CollectiblesThis is all to revitalize My Cards collections? I gathered some thoughts on
an earlier thread, but I'm not sure I totally agree with everything I wrote. The main take-away is that there are two real reasons for people to play My Cards: players either want a long-term Sealed league in which they slowly (but as quickly as they possibly can) build out increasingly competitive decks, or players want to collect every card. The first kind
need resets, the second kind
loathe resets. What has come to my mind since is a third type of collection: a set of cards not meant for playing, but for collecting.
This would be a sort of collectors book of cards which should not disappear. Players can stare at them, track their progress to completing certain blocks, whatever they want. Perhaps that could be a home for unwanted cards, rather than trading them for currency? "Prestige" a full block collection to earn a certain prize, or allow duplicates of a card to be transmuted into a random card of the same or higher rarity for the collection. In this way, collecting becomes its own game: related but distinct from playing LotR itself. The first kind of player will hate this and ignore it, but for the second kind it would be the reason to play. It's also a lot of work to build out.

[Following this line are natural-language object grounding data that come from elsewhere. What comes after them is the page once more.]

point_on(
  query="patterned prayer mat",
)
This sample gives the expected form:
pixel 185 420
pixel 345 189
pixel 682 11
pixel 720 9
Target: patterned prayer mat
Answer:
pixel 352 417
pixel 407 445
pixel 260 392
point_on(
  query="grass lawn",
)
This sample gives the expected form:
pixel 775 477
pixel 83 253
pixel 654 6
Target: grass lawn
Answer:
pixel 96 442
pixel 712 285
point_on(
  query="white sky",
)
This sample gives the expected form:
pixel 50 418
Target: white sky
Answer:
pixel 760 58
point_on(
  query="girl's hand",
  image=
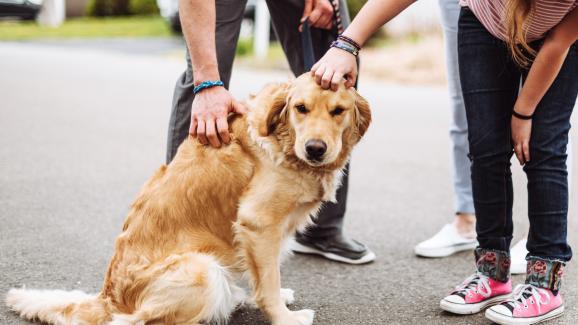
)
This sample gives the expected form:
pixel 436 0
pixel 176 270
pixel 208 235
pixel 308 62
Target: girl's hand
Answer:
pixel 333 67
pixel 521 131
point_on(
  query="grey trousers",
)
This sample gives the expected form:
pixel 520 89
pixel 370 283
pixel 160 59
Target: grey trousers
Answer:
pixel 285 15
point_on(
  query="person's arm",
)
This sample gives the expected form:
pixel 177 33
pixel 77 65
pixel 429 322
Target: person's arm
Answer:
pixel 211 106
pixel 337 64
pixel 543 72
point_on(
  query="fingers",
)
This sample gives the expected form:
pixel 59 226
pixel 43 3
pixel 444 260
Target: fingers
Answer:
pixel 201 132
pixel 314 17
pixel 211 133
pixel 314 68
pixel 336 80
pixel 223 129
pixel 319 74
pixel 526 151
pixel 238 108
pixel 326 79
pixel 350 81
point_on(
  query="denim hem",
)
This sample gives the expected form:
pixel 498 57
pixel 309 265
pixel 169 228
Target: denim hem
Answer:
pixel 493 263
pixel 544 273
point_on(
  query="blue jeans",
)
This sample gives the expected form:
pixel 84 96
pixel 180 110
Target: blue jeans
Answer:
pixel 464 203
pixel 490 83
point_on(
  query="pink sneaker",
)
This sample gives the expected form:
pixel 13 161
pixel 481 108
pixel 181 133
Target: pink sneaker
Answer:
pixel 476 293
pixel 530 305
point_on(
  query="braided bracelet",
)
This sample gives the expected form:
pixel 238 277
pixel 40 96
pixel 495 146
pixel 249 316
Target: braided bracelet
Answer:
pixel 207 84
pixel 345 47
pixel 521 116
pixel 350 41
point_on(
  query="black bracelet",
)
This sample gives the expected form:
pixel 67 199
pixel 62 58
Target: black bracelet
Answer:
pixel 350 41
pixel 522 117
pixel 345 47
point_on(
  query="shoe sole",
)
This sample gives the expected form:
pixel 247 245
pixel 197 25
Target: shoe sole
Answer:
pixel 468 309
pixel 298 248
pixel 506 320
pixel 445 251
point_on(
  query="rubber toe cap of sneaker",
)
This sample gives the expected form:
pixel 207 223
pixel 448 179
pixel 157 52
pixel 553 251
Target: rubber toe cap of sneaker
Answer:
pixel 455 299
pixel 502 310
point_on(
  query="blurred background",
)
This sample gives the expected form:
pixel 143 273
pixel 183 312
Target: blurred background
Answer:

OtherFor curbing exploitation, would there be a way set a trial period for new accounts in which they cannot contribute to exploitable things for the first, say, two weeks? A new player shouldn't be prohibited from doing too many things, but just learning/remembering the game and getting used to playing online will surely take longer than that. Would it take much effort to have the server check how long players have been on the "trial" list every server week or night, and remove that tag from their account afterwards?

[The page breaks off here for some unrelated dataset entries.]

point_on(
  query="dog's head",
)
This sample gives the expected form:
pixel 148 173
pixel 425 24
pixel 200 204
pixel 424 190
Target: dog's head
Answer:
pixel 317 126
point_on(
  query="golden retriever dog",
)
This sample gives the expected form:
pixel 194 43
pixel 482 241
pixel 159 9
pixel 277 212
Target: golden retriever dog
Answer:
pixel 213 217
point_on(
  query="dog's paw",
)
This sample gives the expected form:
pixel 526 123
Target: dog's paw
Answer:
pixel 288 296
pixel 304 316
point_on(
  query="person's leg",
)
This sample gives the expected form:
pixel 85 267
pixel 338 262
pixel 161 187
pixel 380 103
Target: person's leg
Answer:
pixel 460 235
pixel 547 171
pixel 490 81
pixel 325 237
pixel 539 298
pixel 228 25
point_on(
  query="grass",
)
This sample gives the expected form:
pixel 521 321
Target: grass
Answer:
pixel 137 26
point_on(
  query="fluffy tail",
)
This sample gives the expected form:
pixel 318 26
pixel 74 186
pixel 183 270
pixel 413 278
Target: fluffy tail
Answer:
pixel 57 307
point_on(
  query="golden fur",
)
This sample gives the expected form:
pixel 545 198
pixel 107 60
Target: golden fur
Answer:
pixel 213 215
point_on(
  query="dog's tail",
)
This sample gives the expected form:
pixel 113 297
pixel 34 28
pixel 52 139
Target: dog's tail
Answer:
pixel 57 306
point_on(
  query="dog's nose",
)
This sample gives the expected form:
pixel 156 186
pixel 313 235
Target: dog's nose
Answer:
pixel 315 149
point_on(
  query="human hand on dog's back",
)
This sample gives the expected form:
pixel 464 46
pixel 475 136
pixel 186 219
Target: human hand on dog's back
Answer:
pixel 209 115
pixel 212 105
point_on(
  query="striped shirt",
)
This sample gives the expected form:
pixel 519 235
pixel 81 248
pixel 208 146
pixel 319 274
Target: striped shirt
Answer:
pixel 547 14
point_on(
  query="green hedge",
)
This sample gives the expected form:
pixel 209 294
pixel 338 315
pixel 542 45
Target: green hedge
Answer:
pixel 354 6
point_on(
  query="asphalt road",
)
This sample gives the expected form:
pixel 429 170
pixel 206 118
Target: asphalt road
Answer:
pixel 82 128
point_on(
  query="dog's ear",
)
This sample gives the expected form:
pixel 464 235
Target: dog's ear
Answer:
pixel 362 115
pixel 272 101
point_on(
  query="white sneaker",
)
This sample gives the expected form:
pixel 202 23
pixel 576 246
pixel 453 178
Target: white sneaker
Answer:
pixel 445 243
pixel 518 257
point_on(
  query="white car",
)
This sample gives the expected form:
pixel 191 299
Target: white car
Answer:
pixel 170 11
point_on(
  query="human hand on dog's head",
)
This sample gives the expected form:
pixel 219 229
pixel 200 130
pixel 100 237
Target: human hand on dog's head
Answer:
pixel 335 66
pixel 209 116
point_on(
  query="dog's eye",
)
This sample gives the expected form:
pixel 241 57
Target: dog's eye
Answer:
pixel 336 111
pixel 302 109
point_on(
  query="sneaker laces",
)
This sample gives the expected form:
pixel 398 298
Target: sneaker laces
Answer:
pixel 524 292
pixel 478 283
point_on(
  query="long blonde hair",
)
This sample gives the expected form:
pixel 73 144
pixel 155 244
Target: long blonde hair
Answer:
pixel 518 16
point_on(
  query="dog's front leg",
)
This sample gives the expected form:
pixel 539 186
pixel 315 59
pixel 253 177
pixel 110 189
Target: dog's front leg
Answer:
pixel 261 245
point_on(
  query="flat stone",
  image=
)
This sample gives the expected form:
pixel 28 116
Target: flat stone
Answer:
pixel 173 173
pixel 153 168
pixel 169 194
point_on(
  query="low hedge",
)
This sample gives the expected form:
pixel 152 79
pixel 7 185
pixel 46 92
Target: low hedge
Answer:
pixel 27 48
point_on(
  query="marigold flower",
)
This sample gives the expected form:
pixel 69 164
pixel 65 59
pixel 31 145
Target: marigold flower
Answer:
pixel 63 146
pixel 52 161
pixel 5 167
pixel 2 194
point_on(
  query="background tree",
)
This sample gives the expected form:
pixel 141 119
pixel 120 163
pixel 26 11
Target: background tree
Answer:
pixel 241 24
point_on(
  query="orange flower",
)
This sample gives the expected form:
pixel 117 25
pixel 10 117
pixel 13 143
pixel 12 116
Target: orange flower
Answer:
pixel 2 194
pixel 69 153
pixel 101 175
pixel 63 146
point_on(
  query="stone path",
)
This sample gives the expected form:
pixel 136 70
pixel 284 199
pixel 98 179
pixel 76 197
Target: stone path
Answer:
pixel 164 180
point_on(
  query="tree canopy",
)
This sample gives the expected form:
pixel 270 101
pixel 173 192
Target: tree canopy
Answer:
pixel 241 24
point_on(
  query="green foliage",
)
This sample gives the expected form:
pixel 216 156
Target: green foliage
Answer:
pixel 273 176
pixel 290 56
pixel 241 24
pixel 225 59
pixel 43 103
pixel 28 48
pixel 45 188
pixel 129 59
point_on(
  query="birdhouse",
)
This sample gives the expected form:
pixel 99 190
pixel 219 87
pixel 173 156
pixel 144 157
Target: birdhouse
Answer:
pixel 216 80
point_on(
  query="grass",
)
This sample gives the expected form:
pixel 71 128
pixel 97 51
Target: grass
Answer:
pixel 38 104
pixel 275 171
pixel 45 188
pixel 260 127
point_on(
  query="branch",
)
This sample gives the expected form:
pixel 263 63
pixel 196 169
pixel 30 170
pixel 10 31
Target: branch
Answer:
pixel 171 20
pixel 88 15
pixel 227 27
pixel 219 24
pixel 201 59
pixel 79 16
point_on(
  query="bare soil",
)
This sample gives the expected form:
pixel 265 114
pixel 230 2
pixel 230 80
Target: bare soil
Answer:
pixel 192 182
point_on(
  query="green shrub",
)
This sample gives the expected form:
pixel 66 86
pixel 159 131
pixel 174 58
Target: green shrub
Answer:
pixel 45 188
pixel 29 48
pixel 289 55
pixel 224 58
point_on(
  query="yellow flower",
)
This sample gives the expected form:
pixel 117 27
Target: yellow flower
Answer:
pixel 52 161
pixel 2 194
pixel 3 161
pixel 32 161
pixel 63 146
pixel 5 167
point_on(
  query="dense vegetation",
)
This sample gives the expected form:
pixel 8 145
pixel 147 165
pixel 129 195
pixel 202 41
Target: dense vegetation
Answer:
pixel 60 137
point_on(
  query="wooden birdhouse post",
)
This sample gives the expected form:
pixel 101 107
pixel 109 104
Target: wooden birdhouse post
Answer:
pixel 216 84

As for your other idea... Sorry ket: some people enjoy foils. Perhaps the effect could be improved, and the default could be swapped to static images for those who can't play with cached memory all the time, but there's no compelling reason to remove them. I'd be all for making foils more expensive to buy, or better yet totally unobtainable outside of packs / rewards, but that would be to increase their value more than to get rid of them.
As always, if there's anything I can do to help with any improvements I'd be more than happy to give it a shot.